Perspective helps to create the illusion of reality by locating forms in space according to certain conventions. In most painting perspective doesn't have to be precisely correct, as long as it looks right. Your understanding of nature and correct observation make the difference between an awkward drawing and one that is convincing. Here are some tips and basic definitions to get you started:

    Linear perspective
  • horizon line: the artist's eye level
  • station point: where the artist is standing
  • picture plane: imaginary vertical surface through which artist views the scene, parallel to the art support (like looking through a window)
  • cone of vision: limits of vision beyond which distortion occurs (90 degrees--45 degrees to each side of the artist); similar to wide-angle distortion with a camera lens
  • vanishing point: a point at which parallel lines appear to converge.

    Aerial perspective
  • also called atmospheric perspective
  • suggests distance through soft edges, light values, cool color
  • suggests nearness through darker values, warm color, texture, crisp edges
  • utilizes sharper detail in the foreground

    Other means of suggesting distance
  • overlapping objects
  • converging lines
  • diminishing sizes
  • gradation of values and colors
  • light and shadow (also important to showing 3-dimensional form)

    Perspective hints
  • Use a good reference for artists, not a technical book. You don't have to know everything about perspective. You just have to know where to find what you need.

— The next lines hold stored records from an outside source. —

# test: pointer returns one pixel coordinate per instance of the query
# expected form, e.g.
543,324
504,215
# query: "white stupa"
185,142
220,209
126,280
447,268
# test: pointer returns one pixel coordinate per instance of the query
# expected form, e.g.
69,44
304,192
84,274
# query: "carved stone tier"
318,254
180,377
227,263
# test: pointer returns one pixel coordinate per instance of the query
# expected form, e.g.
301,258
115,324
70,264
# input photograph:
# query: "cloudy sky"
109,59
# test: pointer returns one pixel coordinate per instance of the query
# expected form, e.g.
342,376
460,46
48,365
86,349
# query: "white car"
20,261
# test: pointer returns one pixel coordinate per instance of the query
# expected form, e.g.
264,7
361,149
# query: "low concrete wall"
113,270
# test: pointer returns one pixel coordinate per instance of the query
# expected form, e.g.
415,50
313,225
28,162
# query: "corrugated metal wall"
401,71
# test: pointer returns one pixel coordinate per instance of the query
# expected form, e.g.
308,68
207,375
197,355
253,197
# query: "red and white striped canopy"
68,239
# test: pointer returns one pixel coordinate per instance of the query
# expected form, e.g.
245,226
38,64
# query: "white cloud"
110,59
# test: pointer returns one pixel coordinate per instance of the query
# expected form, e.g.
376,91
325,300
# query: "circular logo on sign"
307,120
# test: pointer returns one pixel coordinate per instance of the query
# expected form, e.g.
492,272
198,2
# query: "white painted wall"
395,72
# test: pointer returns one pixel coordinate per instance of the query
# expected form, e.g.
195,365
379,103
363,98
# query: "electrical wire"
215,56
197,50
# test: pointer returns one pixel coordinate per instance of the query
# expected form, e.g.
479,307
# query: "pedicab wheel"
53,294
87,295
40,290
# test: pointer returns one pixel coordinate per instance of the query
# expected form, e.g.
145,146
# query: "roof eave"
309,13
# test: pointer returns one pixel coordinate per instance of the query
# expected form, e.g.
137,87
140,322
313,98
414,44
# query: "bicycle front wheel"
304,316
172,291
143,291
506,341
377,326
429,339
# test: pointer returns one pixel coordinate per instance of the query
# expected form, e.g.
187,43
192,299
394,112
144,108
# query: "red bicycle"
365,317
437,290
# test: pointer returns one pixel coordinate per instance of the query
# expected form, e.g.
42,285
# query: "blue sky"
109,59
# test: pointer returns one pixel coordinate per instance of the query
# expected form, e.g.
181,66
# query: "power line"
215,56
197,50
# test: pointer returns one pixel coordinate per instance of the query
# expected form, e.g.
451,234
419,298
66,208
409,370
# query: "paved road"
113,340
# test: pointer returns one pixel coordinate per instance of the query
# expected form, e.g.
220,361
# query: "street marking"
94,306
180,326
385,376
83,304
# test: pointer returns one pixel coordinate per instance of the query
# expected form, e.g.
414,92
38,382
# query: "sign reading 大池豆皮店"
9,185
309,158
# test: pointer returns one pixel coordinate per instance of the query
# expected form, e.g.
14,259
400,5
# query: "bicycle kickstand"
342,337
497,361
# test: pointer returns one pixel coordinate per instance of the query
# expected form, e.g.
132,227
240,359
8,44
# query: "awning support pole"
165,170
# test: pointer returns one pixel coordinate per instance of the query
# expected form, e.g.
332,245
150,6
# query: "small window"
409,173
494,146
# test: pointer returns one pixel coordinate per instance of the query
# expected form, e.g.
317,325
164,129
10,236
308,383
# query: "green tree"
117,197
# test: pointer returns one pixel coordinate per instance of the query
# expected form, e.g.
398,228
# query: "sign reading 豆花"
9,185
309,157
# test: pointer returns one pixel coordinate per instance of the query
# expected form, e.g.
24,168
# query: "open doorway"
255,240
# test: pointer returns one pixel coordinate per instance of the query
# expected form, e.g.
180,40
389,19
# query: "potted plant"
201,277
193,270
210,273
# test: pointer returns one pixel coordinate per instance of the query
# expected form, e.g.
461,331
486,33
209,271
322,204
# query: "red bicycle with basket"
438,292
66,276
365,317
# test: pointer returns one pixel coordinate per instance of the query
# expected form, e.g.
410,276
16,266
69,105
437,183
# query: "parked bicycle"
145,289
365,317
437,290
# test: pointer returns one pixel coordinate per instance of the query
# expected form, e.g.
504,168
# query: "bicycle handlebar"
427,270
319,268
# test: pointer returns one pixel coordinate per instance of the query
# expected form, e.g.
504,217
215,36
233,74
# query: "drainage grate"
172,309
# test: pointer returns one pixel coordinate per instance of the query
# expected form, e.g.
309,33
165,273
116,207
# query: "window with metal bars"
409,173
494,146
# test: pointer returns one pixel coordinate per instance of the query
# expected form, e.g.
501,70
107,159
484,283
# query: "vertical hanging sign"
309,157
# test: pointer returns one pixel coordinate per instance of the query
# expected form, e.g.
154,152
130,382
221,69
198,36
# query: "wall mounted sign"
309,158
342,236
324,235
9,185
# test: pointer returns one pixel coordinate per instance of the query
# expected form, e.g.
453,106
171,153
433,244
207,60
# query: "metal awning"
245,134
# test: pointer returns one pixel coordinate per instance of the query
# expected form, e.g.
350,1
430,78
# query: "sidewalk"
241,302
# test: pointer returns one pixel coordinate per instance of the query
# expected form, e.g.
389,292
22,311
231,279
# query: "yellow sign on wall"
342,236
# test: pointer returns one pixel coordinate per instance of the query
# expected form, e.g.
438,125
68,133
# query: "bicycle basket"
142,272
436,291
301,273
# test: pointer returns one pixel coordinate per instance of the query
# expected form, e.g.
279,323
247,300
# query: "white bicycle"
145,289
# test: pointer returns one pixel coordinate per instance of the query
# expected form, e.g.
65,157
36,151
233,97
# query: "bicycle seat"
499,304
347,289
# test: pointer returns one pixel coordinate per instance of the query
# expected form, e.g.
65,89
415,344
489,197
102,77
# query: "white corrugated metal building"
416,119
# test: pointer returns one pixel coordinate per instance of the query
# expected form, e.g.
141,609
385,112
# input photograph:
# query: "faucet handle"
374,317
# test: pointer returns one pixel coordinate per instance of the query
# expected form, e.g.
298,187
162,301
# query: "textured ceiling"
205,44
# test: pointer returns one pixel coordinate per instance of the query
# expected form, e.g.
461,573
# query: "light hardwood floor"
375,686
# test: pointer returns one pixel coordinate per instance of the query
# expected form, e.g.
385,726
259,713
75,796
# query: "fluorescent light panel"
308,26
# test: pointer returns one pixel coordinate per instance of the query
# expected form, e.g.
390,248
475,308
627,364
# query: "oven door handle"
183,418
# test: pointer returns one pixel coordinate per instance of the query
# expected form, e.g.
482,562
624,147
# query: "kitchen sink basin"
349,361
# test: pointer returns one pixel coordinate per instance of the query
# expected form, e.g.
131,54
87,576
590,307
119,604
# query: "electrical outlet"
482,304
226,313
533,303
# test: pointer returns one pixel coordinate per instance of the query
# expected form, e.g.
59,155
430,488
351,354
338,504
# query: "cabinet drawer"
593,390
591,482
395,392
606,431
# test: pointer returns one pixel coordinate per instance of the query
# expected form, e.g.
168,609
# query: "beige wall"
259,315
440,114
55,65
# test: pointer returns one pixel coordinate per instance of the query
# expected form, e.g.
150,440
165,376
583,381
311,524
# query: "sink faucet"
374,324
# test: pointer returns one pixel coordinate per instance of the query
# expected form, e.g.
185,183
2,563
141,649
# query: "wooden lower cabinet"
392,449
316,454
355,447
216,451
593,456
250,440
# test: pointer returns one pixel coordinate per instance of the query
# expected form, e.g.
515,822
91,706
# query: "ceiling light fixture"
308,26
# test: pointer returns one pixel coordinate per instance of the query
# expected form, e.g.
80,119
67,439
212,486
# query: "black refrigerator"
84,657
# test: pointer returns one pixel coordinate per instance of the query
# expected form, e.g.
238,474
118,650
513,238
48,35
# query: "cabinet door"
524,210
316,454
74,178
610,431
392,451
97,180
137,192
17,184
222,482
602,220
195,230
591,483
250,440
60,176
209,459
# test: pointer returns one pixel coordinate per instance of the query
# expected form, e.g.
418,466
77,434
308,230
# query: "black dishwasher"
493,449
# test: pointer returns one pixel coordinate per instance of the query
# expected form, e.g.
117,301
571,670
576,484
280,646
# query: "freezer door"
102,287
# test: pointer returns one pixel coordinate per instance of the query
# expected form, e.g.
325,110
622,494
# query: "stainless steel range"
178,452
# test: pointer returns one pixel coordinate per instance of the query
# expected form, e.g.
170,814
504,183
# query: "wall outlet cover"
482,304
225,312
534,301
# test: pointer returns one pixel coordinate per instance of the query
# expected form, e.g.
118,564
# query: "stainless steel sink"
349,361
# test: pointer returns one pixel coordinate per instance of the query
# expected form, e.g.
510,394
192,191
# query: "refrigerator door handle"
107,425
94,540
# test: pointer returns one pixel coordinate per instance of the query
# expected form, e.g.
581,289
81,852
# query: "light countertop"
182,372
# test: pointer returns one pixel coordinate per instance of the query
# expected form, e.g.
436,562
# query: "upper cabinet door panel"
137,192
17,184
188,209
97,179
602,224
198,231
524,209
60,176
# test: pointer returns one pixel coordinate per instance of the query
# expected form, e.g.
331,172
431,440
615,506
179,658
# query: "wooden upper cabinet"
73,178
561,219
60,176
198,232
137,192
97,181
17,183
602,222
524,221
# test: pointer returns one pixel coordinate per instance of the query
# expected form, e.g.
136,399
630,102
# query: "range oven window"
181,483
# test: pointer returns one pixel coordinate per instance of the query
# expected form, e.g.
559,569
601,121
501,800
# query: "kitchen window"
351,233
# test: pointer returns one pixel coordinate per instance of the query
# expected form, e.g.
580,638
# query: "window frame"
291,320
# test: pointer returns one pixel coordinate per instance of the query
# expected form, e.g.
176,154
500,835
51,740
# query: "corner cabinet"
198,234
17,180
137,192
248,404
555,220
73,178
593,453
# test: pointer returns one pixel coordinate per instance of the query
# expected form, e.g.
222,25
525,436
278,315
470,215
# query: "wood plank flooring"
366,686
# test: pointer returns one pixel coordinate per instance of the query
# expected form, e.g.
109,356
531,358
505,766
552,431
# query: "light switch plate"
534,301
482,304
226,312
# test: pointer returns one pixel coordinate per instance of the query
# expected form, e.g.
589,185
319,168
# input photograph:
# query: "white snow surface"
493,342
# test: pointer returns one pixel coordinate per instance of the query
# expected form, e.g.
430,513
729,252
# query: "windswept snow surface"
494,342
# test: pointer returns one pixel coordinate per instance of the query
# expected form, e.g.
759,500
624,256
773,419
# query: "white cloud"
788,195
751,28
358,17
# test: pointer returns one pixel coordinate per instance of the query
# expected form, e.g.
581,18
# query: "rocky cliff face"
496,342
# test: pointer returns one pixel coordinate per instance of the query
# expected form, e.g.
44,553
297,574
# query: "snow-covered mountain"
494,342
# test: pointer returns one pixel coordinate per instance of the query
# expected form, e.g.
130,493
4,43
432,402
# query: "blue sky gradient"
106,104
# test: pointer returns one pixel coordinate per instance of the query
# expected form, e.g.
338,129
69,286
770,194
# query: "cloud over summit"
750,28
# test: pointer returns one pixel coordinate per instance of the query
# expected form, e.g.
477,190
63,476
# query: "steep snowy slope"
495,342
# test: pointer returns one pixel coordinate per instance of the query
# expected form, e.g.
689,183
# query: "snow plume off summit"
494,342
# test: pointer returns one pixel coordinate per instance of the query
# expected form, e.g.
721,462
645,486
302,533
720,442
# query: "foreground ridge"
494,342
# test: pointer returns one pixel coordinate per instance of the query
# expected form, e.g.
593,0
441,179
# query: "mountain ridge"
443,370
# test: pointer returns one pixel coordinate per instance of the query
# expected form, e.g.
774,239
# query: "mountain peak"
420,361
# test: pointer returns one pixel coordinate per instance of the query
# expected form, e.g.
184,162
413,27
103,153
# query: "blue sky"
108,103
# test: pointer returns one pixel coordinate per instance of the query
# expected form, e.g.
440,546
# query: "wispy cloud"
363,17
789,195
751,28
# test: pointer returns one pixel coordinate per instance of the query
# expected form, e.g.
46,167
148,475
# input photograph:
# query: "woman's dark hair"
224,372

You'll find some simple diagrams to get you started on p. 76 of The New Creative Artist.
    1. Perspective Made Easy by Ernest Norling is one of the best books for artists on basic perspective.
    2. Perspective Drawing Handbook by Joseph d'Amelio helped me to learn perspective and I still use it as a reference.
  • Learn the basics and look up the rest when you need it.
  • Measure and compare to achieve correct proportions.
  • Stick to one light source and one point-of-view in the picture, unless you are deliberately creating ambiguous space.
  • Learn how the subject is built so you can represent it correctly.
  • Learn how figures obey the rules of perspective.
  • Be aware of distortion in photographs and projection images.

Good luck with your adventures in perspective.